# Whats happened to multiquote?



## Stitch (Nov 6, 2007)

Hmmmmmmmmm?


----------



## Josh (Nov 6, 2007)

It's broken. I believe it will return when it has been fixed.  There's another thread in this forum about the bug.


----------



## Chris (Nov 6, 2007)

Giver Of Rusty Trombones said:


> Hmmmmmmmmm?



Clearly, you should listen to Josh, Giver of Rusty Trombones.


----------



## Josh (Nov 6, 2007)

Chris said:


> Clearly, you should listen to Josh, Giver of Rusty Trombones.


----------



## ShawnFjellstad (Nov 6, 2007)

WTF?!?!


----------



## playstopause (Nov 30, 2007)

So...

Will it ever be back?


----------



## Stitch (Dec 5, 2007)

Yeah, I really am missing it. Even if it didn't work 80% of the time, having to open multiple windows to quote from the same thread and then copy and past all your answers into one is a pain in the arse.
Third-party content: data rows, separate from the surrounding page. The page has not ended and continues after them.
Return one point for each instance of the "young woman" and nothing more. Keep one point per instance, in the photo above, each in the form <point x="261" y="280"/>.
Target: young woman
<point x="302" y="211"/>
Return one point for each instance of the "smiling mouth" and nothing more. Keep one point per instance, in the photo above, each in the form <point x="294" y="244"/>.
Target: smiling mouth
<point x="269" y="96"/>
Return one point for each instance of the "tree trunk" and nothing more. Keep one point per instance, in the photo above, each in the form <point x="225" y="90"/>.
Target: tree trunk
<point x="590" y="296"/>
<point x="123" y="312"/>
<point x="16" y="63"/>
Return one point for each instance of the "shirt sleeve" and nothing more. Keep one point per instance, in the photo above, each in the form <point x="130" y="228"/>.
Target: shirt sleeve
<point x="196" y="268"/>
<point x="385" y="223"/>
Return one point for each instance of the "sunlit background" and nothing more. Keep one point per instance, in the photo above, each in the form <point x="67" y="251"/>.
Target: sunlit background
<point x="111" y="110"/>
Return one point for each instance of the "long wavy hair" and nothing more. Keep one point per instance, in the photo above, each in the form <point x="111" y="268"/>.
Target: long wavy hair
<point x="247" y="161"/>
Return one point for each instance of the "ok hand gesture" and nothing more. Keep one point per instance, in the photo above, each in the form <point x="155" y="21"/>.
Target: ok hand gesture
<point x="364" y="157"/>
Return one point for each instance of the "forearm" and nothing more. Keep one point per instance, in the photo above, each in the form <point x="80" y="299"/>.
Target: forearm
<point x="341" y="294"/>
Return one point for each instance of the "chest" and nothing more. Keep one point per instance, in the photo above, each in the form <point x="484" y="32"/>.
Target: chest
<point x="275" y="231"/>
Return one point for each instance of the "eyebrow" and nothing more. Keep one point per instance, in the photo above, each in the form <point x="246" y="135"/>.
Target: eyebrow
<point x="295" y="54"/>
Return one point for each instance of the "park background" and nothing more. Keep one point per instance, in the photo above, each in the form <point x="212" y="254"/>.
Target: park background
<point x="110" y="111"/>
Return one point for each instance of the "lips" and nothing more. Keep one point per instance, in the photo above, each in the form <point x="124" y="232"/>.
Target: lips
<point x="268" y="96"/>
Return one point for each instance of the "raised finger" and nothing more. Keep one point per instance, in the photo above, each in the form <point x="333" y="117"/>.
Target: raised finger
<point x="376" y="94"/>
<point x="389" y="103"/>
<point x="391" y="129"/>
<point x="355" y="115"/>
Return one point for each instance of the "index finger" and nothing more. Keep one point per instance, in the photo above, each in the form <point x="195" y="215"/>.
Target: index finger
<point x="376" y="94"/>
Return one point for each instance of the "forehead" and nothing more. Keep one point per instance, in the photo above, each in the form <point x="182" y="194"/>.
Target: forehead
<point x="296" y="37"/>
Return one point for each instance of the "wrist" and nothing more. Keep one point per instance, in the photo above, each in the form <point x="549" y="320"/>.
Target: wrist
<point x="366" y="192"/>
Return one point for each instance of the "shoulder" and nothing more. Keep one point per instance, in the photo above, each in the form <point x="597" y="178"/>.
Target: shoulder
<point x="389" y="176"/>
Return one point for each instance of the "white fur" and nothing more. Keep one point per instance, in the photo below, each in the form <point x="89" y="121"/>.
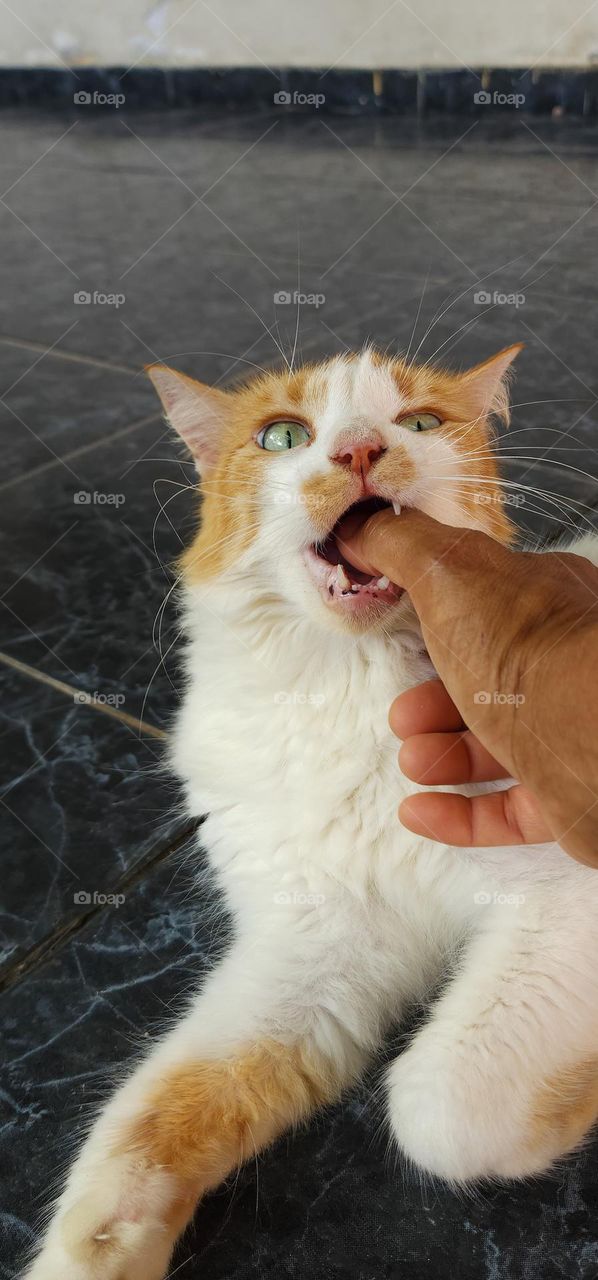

I may contribute just so I can prove this by makin 8 or 9 posts consecutively quoting different people.


----------



## Chris (Dec 5, 2007)

playstopause said:


> So...
> 
> Will it ever be back?



No.


----------



## Chris (Dec 5, 2007)

Stitch said:


> Yeah, I really am missing it. Even if it didn't work 80% of the time, having to open multiple windows to quote from the same thread and then copy and past all your answers into one is a pain in the arse.
> 
> I may contribute just so I can prove this by makin 8 or 9 posts consecutively quoting different people.



Well, that's too fucking bad.


----------